The quest to ensure that this football legacy is protected and remembered still has some way to go but due to the tireless efforts of Stephenson, Crook Town now has a centrally located commemorative plaque and a bench to honour Greenwell.

The sizeable and remaining challenges are to ensure that Barcelona, Peru and potentially Bogotá’s red half, Santa Fé commemorate the work of this tireless footballing free spirit.

Wind back the clock though.

It had always been my plan to investigate Jack Greenwell’s life and times in Bogotá and potentially in Peru but the turns and curiosities of life meant that this pursuit became little more than a welcome pastime for when there was a spare moment.

And so, while I felt, for some reason, a kinship with Greenwell due perhaps to the obvious shared nationality, my research trailed off after having gifted a notarized copy of his death certificate to Doris from Bogotá’s Notaria Segunda. It was as if by handing over this document of closure to his family, my work was done.

It was then in early 2016 that I was contacted by Harold Stephenson who had teamed up with a local Crook Town historian to have Greenwell recognized and honoured in his home town.

Would I offer contacts and words of advice? Of course, as if I could be of more help than those in County Durham.

In the office of Santa Fé in Bogotá, the press officer did little more than add me to an infuriatingly consistent mailing list informing of the lineups prior to each game in the Dimayor. At an exhibition about football in Colombia at the Museo Nacional, the beautiful game ostensibly didn’t exist until 1950 and the arrival of Mountford, Franklin and Mitten (the Bogotá Bandit) exiling themselves from the English leagues, tempted across the Atlantic by better pay.

No one knew anything. Even my hardcore Santa Fé friends know little. Their glazed looks spoke volumes as I waxed lyrical about the English birth of their club.

It was infuriating. Unfortunately, I couldn’t make the unveiling of the plaque in Crook Town this past August, but I definitely felt part of what was going on. While to us, Jack Greenwell had not been forgotten and his story plays an important role in the history of the global football movement, the feeling is that together, we are performing a public and historical conservation project.

Greenwell’s is a story which needs to be shared and considered as there must be more just like it, incredible lives which have effected change and remain unknown due to having taken place in an era prior to the global communication revolution.

What would be made of Greenwell had he lived to see 76 years of age and 1960? His story would be widely known and his legacy intact, barring any bizarre career implosion, and we would be celebrating a global figure.

As it is, the unfortunate truth is that he represents a footnote in the expansion of the beautiful game.

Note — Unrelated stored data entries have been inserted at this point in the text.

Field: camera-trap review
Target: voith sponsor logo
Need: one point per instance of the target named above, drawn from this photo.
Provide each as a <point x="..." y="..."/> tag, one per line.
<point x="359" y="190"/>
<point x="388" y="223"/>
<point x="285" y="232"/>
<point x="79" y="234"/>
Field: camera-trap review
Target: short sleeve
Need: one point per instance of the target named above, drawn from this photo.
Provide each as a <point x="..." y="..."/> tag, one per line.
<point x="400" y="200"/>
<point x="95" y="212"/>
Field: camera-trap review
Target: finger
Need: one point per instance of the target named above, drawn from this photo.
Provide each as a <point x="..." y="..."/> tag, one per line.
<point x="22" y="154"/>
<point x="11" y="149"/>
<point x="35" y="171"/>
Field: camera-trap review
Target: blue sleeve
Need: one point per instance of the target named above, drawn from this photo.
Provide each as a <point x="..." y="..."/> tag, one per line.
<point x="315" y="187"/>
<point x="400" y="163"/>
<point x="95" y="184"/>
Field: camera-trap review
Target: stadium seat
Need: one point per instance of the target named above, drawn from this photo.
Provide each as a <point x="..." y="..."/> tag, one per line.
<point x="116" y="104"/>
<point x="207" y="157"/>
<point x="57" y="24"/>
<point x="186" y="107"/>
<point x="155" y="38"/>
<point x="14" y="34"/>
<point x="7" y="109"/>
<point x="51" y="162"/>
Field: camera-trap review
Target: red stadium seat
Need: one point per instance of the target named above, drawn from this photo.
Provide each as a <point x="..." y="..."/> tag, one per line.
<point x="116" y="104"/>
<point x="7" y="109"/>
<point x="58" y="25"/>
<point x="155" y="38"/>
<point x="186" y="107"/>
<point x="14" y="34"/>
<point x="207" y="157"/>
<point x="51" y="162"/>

This first step, the recognition of Greenwell in his place of birth, is the first step and a major one at that, towards pushing this phenomenal football brain, by all accounts, to where he belongs.

Remember, Greenwell was winner of 13 awards in Spain with Barcelona, Espanyol and Valencia, Peruvian champions with Universitario of Lima and triumphing in the Copa America with Peru before coming to Colombia.

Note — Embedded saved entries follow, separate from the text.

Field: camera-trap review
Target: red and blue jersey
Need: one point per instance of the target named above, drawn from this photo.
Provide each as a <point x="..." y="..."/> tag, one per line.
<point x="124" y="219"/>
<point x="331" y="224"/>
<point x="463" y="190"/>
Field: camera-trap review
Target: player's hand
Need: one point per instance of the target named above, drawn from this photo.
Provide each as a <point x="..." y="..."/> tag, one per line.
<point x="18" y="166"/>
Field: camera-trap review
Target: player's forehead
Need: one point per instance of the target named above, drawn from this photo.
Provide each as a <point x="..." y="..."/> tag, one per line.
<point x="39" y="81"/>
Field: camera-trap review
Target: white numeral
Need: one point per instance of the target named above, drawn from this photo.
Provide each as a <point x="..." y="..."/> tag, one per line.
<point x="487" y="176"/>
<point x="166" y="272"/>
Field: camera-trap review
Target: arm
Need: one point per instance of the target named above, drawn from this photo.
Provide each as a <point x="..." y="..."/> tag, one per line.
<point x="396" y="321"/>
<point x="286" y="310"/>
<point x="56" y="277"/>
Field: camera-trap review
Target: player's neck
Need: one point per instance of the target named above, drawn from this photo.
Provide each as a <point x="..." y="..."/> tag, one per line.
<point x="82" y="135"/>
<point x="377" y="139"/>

So, let me take advantage of this space made available to me and suggest that we take up the mantle here in Bogotá, those of us in the expat community along with interested fans of Santa Fé, to build on what Stephenson has achieved in Crook Town, and petition the relevant authorities to explore the possibility of a tangible act of memorialization and recognition for Greenwell in Bogotá.

Does this sound doable? I am open to hearing suggestions of where to begin.